Aku dan Langit masih duduk diam, sedikit canggung karena kami tidak berbicara satu sama lain, menurutku tidak ada yang perlu dibicarakan. Selain itu aku juga termasuk tipe yang sulit akrab dengan orang baru, bisa dikatakan sedikit tertutup, lagipula basa-basi di awal tadi kurasa sudah cukup.

Entah kenapa momen menunggu bis kali ini terasa tidak nyaman, padahal biasanya hal ini menjadi favoritku, terlebih jika hujan rintik-rintik menemani, dan oh, apalagi menunggu dikala langit sore menampakkan sinar oranye miliknya, sungguh tiada dua.

Lucunya, kali ini aku juga sedang ditemani Langit, hanya saja bukannya memancarkan sinar oranye, Langit yang ini justru sedang mengenakan headset yang terhubung dengan alat pemutar musik miliknya.

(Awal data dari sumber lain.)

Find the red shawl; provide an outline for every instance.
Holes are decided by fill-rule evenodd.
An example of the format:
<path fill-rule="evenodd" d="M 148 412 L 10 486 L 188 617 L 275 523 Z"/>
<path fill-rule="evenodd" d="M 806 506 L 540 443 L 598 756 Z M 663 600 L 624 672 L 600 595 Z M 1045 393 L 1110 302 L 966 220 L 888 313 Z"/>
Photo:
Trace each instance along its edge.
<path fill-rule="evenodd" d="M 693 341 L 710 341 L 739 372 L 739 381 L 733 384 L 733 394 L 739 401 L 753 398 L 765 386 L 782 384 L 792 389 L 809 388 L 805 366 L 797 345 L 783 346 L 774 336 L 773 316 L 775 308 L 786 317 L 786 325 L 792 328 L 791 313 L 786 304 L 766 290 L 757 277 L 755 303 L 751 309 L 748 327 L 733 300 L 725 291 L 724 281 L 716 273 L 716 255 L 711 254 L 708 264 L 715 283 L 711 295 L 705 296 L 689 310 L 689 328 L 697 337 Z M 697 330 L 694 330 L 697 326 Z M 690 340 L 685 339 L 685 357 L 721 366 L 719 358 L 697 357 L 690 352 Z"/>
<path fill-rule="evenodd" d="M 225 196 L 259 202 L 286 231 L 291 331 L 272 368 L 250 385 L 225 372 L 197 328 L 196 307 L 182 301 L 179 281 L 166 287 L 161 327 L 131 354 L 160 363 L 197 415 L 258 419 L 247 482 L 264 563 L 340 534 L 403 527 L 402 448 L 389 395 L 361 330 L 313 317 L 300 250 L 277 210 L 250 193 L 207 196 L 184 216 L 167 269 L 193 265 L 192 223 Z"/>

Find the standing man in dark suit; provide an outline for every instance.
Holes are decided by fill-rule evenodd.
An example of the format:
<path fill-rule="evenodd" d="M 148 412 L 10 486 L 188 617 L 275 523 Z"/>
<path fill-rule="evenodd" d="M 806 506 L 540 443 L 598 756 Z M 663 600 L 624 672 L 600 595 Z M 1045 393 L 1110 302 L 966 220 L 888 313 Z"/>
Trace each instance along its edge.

Andai saja tadi siang aku belum mengembalikan novel yang ku pinjam, dengan senang hati aku akan membacanya.

Sepertinya pertanyaanku terjawab, pantas saja aku merasa tidak nyaman, setelah diperhatikan ternyata semua mata di halte ini terarah padaku. Bukannya aku terlalu percaya diri, sebelumnya bahkan tidak pernah ada sepasang mata yang melirik penasaran padaku, tidak ada yang pernah memperhatikanku seperti ini, rasanya sungguh aneh, aku tidak terbiasa.

Akhirnya, penyelamat datang. Aku langsung berdiri saat bus tujuanku terlihat mendekat, begitupun dengan Langit. 

Bus berhenti tepat di depan, sedetik kemudian aku sudah duduk ditempat favoritku, kursi samping jendela. Tapi Langit tidak terlihat dalam bus ini, kemana cowo itu? Nah itu dia, Langit masih berdiri di halte, mengamatiku. 

“Kamu tidak naik?” Aku membuka kaca jendela agar Langit dapat mendengarku dengan jelas.

“Rumahku disekitar sini.” Dia tersenyum lalu melambaikan tangannya dan pergi sebelum bus mulai berjalan.

Jika rumahnya disekitar sini, lantas apa maksudnya dia duduk di halte menunggu bus datang?